Pythonic enumeration of while loop

大兔子大兔子 提交于 2019-12-05 04:09:47

Improvement (in readability, I'd say) to Ignacio's answer:

x = 0
for c in itertools.takewhile(lambda c: x < 10, itertools.count()):
    x = int(raw_input())
    print x, c

Advantages:

  • Only the while loop condition is in the loop header, not the side-effect raw_input.
  • The loop condition can depend on any condition that a normal while loop could. It's not necessary to "import" the variables referenced into the takewhile, as they are already visible in the lambda scope.

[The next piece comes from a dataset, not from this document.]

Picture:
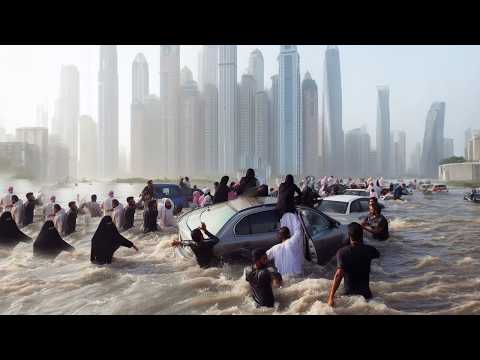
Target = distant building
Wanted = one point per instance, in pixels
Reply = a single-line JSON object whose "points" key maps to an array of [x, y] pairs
{"points": [[246, 122], [384, 142], [37, 136], [21, 159], [332, 141], [256, 68], [88, 166], [310, 126], [448, 148], [108, 126], [433, 141], [289, 144]]}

Additionally it can depend on the count if you want, though not in this case.
  • Simplified: enumerate no longer appears at all.

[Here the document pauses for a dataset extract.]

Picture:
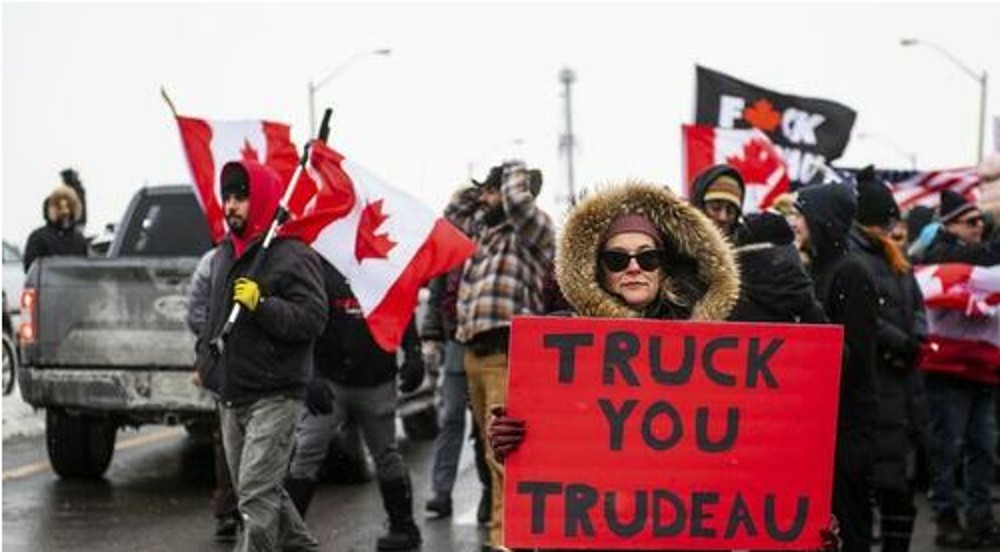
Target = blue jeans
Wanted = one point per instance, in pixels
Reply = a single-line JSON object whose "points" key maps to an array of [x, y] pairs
{"points": [[454, 403], [963, 419]]}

Again with the itertools...

import itertools

for c, x in enumerate(
    itertools.takewhile(lambda v: v < 10,
      (int(raw_input()) for z in itertools.count())
    )
  ):
  print c, x

If you want zero initialization before the while loop, you can use a Singleton with a counter:

class Singleton(object):
    _instance = None
    def __new__(cls, *args, **kwargs):
        if not cls._instance:
            cls._instance = super(Singleton, cls).__new__(
                                cls, *args, **kwargs)
            cls.count=0
        else:
            cls.count+=1                            
        return cls._instance

Then there will only be one instance of Singleton and each additional instance just adds one:

>>> Singleton().count    # initial instance
0
>>> Singleton().count
1
>>> Singleton().count
2
>>> Singleton().count
3

Then your while loop becomes:

while Singleton():
    x=int(raw_input('x: '))
    if x>10: break

print 'While loop executed',Singleton().count,'times' 

Entering 1,2,3,11 it prints:

x: 1
x: 2
x: 3
x: 11
While loop executed 4 times

If you do not mind a single line initialization before the while loop, you can just subclass an interator:

import collections
class WhileEnum(collections.Iterator):
    def __init__(self,stop=None):
        self.stop=stop
        self.count=0

    def next(self):    # '__next__' on Py 3, 'next' on Py 2
        if self.stop is not None:
            self.remaining=self.stop-self.count
            if self.count>=self.stop: return False
        self.count+=1    
        return True

    def __call__(self):
        return self.next()

Then your while loop becomes:

enu=WhileEnum()
while enu():
    i=int(raw_input('x: '))
    if i>10: break

print enu.count

I think the second is the far better approach. You can have multiple enumerators and you can also set a limit on how many loops to go:

limited_enum=WhileEnum(5)

I don't think it's possible to do what you want in the exact way you want it. If I understand right, you want a while loop that increments a counter each time through, without actually exposing a visible counter outside the scope of the loop. I think the way to do this would be to rewrite your while loop as a nonterminating for loop, and check the end condition manually. For your example code:

import itertools

x = 0
for c in itertools.count():
    x = int(raw_input())
    print x, c
    if x >= 10:
        break

The problem is that fundamentally you're doing iteration, with the counter. If you don't want to expose that counter, it needs to come from the loop construct. Without defining a new function, you're stuck with a standard loop and an explicit check.

On the other hand, you could probably also define a generator for this. You'd still be iterating, but you could at least wrap the check up in the loop construct.